Judul : Kambing & Hujan
Penulis : Mahfud Ikhwan
Editor : Achmad Zaki
Penerbit : Bentang Pustaka
Cetakan I : Mei 2015
Tebal : vi + 374 halaman
ISBN : 978-602-291-027-5
Di awali dengan drama cinta antara Mif dan Fauzia, saya sempat menyangka bahwa novel ini menceritakan kisah klasik ala Romeo Juliet. Lanjut membaca ke halaman berikutnya saya menemukan lapisan demi lapisan cerita yang dikupas perlahan, menarik sekaligus membuat penasaran. Ternyata novel ini tidak berkisah tentang cinta belaka. Kisah cinta antara Mif dan Fauzia yang diceritakan didepan seolah sebuah gerbang untuk menelusuri sejarah panjang nan rumit tentang masyarakat Tegal Centong, khususnya dalam hal beragama. Dan yang tak kalah menarik adalah kisah persahabatan Moek dan Is, tokoh yang mengambil peran penting dalam perkembangan agama Islam di tegal centong, sekaligus ayah dari Fauzia dan Mif.

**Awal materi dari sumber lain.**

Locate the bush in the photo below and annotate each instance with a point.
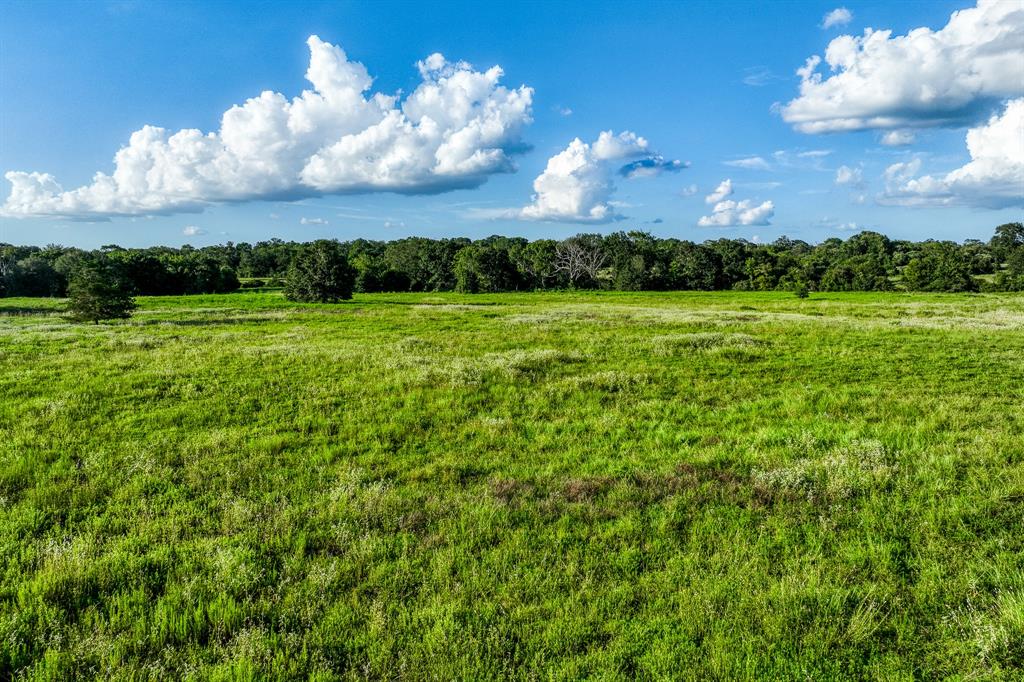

Fauzia dan Mif bertemu pertama kali di dalam bus menuju Surabaya. Sama-sama tinggal di Tegal Centong, tidak membuat Fauzia langsung mengenali Mif. Fauzia baru mengingat Mif setelah dia mengenalkan nama dan alamatnya, juga identitasnya sebagai anak utara. Dari sana obrolan mulai mengalir hingga mereka bertukar alamat surel. Perkenalan mereka berlanjut ketika Mif mengirimkan surel yang meminta pendapat Fauzia tentang esai yang ditulisnya. Tanpa meminta persetujuan, Fauzia mengirimkan esai itu ke sebuah surat kabar dan akhirnya dimuat. Singkat cerita hubungan mereka berlanjut menjadi hubungan asmara hingga keduanya memutuskan untuk menikah dan harus meminta restu kepada orang tua masing-masing. Dari sanalah cerita sesungguhnya dimulai.

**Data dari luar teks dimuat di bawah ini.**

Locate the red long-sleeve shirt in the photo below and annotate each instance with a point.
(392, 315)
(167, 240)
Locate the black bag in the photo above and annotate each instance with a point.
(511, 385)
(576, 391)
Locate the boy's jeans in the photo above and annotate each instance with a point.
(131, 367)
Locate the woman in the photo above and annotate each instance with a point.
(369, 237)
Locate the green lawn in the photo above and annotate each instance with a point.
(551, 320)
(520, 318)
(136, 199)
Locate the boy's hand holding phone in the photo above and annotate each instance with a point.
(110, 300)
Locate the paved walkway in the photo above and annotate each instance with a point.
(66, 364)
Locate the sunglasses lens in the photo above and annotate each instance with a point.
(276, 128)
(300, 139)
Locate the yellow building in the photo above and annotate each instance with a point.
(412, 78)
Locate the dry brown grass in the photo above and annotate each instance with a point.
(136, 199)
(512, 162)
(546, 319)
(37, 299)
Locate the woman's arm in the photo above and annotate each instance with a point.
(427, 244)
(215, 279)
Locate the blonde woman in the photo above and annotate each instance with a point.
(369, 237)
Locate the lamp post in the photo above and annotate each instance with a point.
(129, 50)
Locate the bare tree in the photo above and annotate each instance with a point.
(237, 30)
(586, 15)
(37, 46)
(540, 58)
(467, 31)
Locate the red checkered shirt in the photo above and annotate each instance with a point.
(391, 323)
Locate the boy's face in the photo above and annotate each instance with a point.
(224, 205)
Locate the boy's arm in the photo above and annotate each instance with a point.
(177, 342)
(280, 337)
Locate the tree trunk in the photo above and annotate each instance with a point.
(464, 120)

Mif dan Fauzia menyadari perjuangan mereka untuk meminta restu tidak akan mudah mengingat perbedaan yang ada di antara mereka. Mif adalah anak Centong Utara sedangkan Fauzia anak Centong Selatan. Orang Centong Selatan adalah penganut Islam tradisional, sedang orang Centong utara adalah penganut Islam pembaharu. Terlebih lagi karena orang tua mereka adalah tokoh yang disegani, yang berasal dari dua kubu yang berbeda tersebut. Keberanian mereka untuk meminta restu akhirnya mengungkap cerita sejarah panjang orang tua mereka yang tidak sekedar 'berbeda'.
Di masa kecilnya, Moek dan Is adalah sahabat yang kental. Mat sering mengikuti Is menggembalakan kambingnya. Merekapun punya tempat rahasia, bernama Gumuk Genjik, dimana mereka biasa menggembalakan kambing-kambingnya sambil berbincang akrab. Mereka mulai berpisah ketika Moek memutuskan untuk mondok, sedangkan Is yang tidak bisa melanjutkan pendidikan, memutuskan untuk belajar agama secara otodidak melalui kitab-kitab yang dibelinya juga dengan gurunya Cak Ali. Jika pulang dari pondok Moek selalu menemui Is, mereka saling bertukar kabar dan perkembangan masing-masing, juga berdebat tentang berbagai permasalahan agama dengan pandangan mereka yang mulai berbeda.